Mental Health

How to Stop Over-Apologizing at Home, at Work and in Your Relationship

By Dynne C. | Update Date: Nov 16, 2023 01:19 AM EST

It may be a trauma response, a sense of false guilt, or a subconscious way to please people - whatever the reason, some people tend to over-apologize, and if it has become a habit, it may be difficult to stop. However, it is not impossible. Here are some ways to stop over-apologizing.

At home

Children are often taught to be kind by prioritizing the needs of others. However, clinical psychologist Jacqueline Baulch says that it goes beyond being nice, and people would end up altering their behavior for the approval of others. Some carry this behavior as adults and become people pleasers. Jocelyn Hamsher, a psychotherapist, explains that people pleasers over-apologize to avoid making others uncomfortable. This is true even at home. 
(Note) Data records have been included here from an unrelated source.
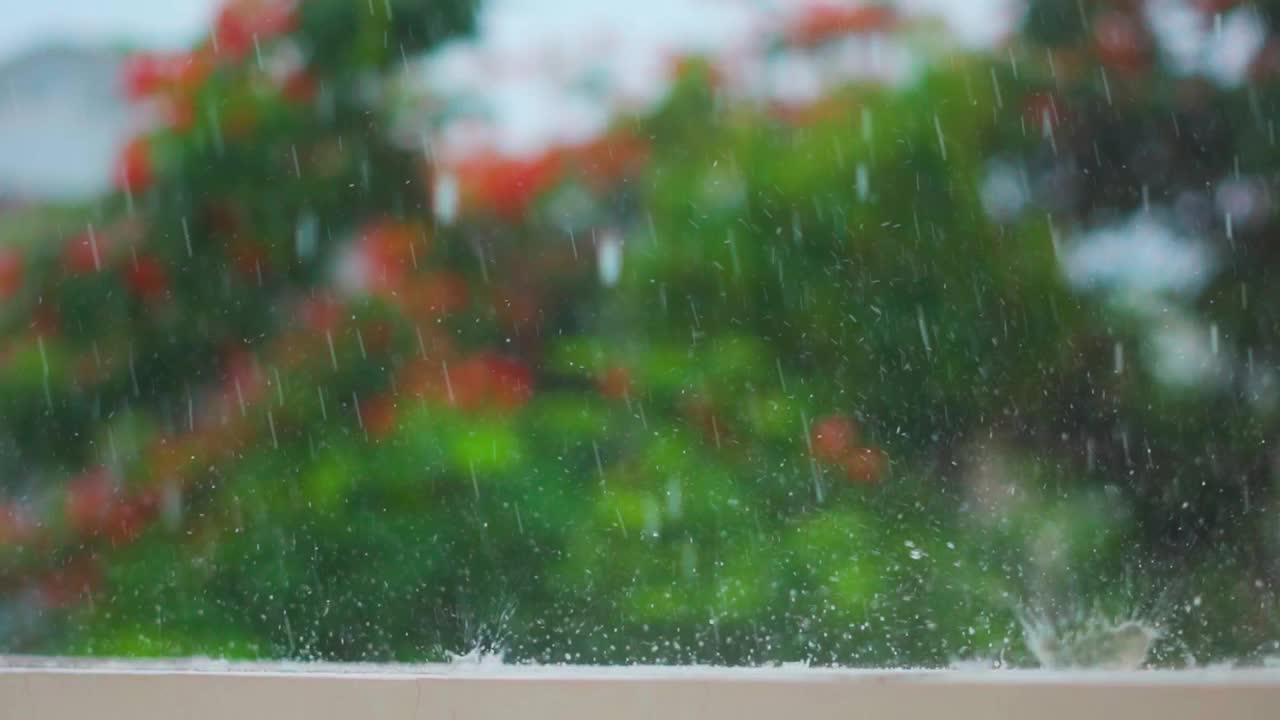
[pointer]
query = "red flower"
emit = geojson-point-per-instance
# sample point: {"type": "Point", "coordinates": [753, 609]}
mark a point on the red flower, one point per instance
{"type": "Point", "coordinates": [88, 501]}
{"type": "Point", "coordinates": [240, 22]}
{"type": "Point", "coordinates": [489, 379]}
{"type": "Point", "coordinates": [133, 172]}
{"type": "Point", "coordinates": [142, 74]}
{"type": "Point", "coordinates": [821, 23]}
{"type": "Point", "coordinates": [439, 294]}
{"type": "Point", "coordinates": [388, 251]}
{"type": "Point", "coordinates": [616, 383]}
{"type": "Point", "coordinates": [150, 73]}
{"type": "Point", "coordinates": [833, 438]}
{"type": "Point", "coordinates": [10, 272]}
{"type": "Point", "coordinates": [147, 278]}
{"type": "Point", "coordinates": [507, 186]}
{"type": "Point", "coordinates": [1120, 41]}
{"type": "Point", "coordinates": [126, 522]}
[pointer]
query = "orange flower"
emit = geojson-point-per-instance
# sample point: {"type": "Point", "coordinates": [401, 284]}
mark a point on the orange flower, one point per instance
{"type": "Point", "coordinates": [832, 438]}
{"type": "Point", "coordinates": [489, 379]}
{"type": "Point", "coordinates": [389, 251]}
{"type": "Point", "coordinates": [508, 186]}
{"type": "Point", "coordinates": [150, 73]}
{"type": "Point", "coordinates": [88, 500]}
{"type": "Point", "coordinates": [819, 23]}
{"type": "Point", "coordinates": [133, 172]}
{"type": "Point", "coordinates": [10, 272]}
{"type": "Point", "coordinates": [379, 415]}
{"type": "Point", "coordinates": [242, 22]}
{"type": "Point", "coordinates": [616, 383]}
{"type": "Point", "coordinates": [1121, 42]}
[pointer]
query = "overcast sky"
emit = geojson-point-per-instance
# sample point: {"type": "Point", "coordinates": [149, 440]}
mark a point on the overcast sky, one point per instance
{"type": "Point", "coordinates": [177, 22]}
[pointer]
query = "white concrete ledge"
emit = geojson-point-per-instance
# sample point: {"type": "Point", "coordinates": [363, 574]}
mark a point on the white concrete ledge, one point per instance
{"type": "Point", "coordinates": [56, 689]}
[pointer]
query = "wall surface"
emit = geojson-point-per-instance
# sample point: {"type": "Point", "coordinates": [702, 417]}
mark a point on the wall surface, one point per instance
{"type": "Point", "coordinates": [56, 691]}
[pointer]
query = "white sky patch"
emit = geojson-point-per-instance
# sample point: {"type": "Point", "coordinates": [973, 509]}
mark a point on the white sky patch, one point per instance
{"type": "Point", "coordinates": [1142, 256]}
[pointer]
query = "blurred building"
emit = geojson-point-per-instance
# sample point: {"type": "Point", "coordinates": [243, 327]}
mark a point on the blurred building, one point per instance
{"type": "Point", "coordinates": [63, 117]}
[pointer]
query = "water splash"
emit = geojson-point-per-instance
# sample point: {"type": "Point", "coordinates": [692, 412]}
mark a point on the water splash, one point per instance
{"type": "Point", "coordinates": [1088, 639]}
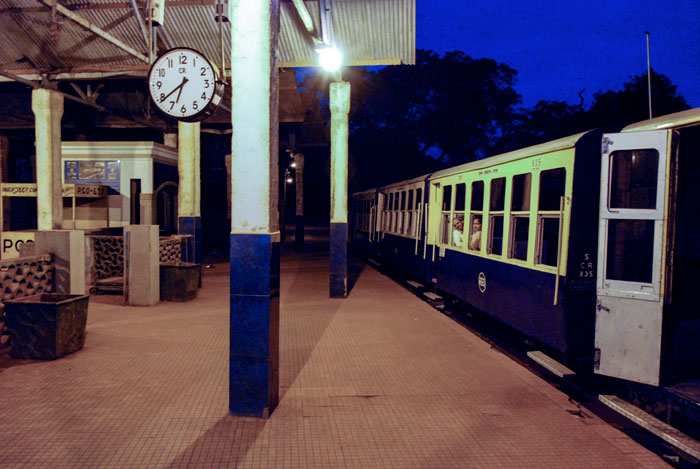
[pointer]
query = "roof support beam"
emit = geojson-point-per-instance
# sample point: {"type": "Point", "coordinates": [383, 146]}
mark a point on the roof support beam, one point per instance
{"type": "Point", "coordinates": [94, 29]}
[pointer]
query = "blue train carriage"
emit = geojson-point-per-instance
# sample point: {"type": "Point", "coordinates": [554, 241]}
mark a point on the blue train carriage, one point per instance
{"type": "Point", "coordinates": [496, 225]}
{"type": "Point", "coordinates": [364, 225]}
{"type": "Point", "coordinates": [647, 327]}
{"type": "Point", "coordinates": [402, 226]}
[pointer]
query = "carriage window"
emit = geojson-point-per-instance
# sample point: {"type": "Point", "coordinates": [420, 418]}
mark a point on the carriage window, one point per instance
{"type": "Point", "coordinates": [633, 178]}
{"type": "Point", "coordinates": [476, 215]}
{"type": "Point", "coordinates": [417, 215]}
{"type": "Point", "coordinates": [630, 250]}
{"type": "Point", "coordinates": [498, 194]}
{"type": "Point", "coordinates": [408, 224]}
{"type": "Point", "coordinates": [552, 187]}
{"type": "Point", "coordinates": [395, 213]}
{"type": "Point", "coordinates": [445, 220]}
{"type": "Point", "coordinates": [496, 205]}
{"type": "Point", "coordinates": [552, 183]}
{"type": "Point", "coordinates": [520, 227]}
{"type": "Point", "coordinates": [477, 195]}
{"type": "Point", "coordinates": [521, 193]}
{"type": "Point", "coordinates": [458, 216]}
{"type": "Point", "coordinates": [549, 241]}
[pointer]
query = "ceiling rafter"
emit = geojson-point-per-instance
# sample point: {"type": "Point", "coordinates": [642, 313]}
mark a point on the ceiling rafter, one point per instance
{"type": "Point", "coordinates": [94, 29]}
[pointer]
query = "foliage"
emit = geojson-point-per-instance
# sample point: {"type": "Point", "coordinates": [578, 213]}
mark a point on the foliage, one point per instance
{"type": "Point", "coordinates": [446, 110]}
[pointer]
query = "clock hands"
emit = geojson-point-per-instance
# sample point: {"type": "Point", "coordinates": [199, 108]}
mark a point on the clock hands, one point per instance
{"type": "Point", "coordinates": [178, 87]}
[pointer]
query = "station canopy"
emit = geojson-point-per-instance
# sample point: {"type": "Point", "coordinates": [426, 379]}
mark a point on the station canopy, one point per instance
{"type": "Point", "coordinates": [80, 45]}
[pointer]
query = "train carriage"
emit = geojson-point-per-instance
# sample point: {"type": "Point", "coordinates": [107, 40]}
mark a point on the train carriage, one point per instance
{"type": "Point", "coordinates": [402, 225]}
{"type": "Point", "coordinates": [588, 244]}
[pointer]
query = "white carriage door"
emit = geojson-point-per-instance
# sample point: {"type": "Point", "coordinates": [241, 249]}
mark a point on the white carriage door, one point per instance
{"type": "Point", "coordinates": [631, 255]}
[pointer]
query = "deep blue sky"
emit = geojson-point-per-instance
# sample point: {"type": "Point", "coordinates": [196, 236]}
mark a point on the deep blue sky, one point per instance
{"type": "Point", "coordinates": [560, 47]}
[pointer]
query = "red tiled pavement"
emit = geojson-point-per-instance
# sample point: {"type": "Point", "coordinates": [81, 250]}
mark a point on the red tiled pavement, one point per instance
{"type": "Point", "coordinates": [379, 379]}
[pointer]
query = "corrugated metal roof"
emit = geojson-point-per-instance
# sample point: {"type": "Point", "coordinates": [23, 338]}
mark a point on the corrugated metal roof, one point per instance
{"type": "Point", "coordinates": [369, 32]}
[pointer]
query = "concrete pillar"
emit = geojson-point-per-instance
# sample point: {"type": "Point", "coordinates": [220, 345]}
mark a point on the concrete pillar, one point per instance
{"type": "Point", "coordinates": [68, 249]}
{"type": "Point", "coordinates": [142, 265]}
{"type": "Point", "coordinates": [4, 177]}
{"type": "Point", "coordinates": [299, 215]}
{"type": "Point", "coordinates": [189, 210]}
{"type": "Point", "coordinates": [149, 209]}
{"type": "Point", "coordinates": [48, 110]}
{"type": "Point", "coordinates": [340, 105]}
{"type": "Point", "coordinates": [170, 139]}
{"type": "Point", "coordinates": [255, 237]}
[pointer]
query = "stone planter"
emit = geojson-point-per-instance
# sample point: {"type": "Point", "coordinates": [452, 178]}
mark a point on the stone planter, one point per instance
{"type": "Point", "coordinates": [46, 326]}
{"type": "Point", "coordinates": [179, 281]}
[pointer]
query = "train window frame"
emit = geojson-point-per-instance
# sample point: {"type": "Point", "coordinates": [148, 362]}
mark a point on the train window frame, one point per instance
{"type": "Point", "coordinates": [457, 218]}
{"type": "Point", "coordinates": [521, 210]}
{"type": "Point", "coordinates": [419, 203]}
{"type": "Point", "coordinates": [496, 210]}
{"type": "Point", "coordinates": [474, 212]}
{"type": "Point", "coordinates": [547, 211]}
{"type": "Point", "coordinates": [445, 233]}
{"type": "Point", "coordinates": [613, 188]}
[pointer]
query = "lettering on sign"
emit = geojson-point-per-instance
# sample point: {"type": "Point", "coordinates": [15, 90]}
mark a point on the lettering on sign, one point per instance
{"type": "Point", "coordinates": [19, 190]}
{"type": "Point", "coordinates": [586, 269]}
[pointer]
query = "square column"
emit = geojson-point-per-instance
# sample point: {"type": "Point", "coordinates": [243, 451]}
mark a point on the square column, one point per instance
{"type": "Point", "coordinates": [299, 215]}
{"type": "Point", "coordinates": [189, 191]}
{"type": "Point", "coordinates": [47, 106]}
{"type": "Point", "coordinates": [340, 105]}
{"type": "Point", "coordinates": [255, 237]}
To avoid over-apologizing at home, learn to say "no," especially in uncomfortable situations. Identify what you should and should not apologize for. That way, you are setting your boundaries without having to explain yourself.

At work

Over-apologizing can be a sign of low self-esteem and anxiety. At work, when you over-apologize, you might lose your confidence, and in turn, your coworkers will lose confidence in you. 

To avoid this, learn the value of accountability. Evaluate the situation and if you actually make a mistake, apologize once and find a solution. Moving forward, learn to turn your language into something more positive. For example, instead of saying sorry for a typo in an email, you can say, "Thank you for catching that error."

In your relationship

Communication and understanding are important in a relationship. However, over-apologizing can lead to resentment and frustration

Clinical psychologist and author of "Prescription Without Pills" Susan Heitler explains that there needs to be a balance in relationships. Over-apologizing can indicate an abusive relationship, while not apologizing at all can indicate narcissistic behavior. The balance is found with bilateral apologies, where you and your partner recognize your roles in a conflict. Therefore, in a relationship, accountability is essential to avoid the damage of over-apologizing.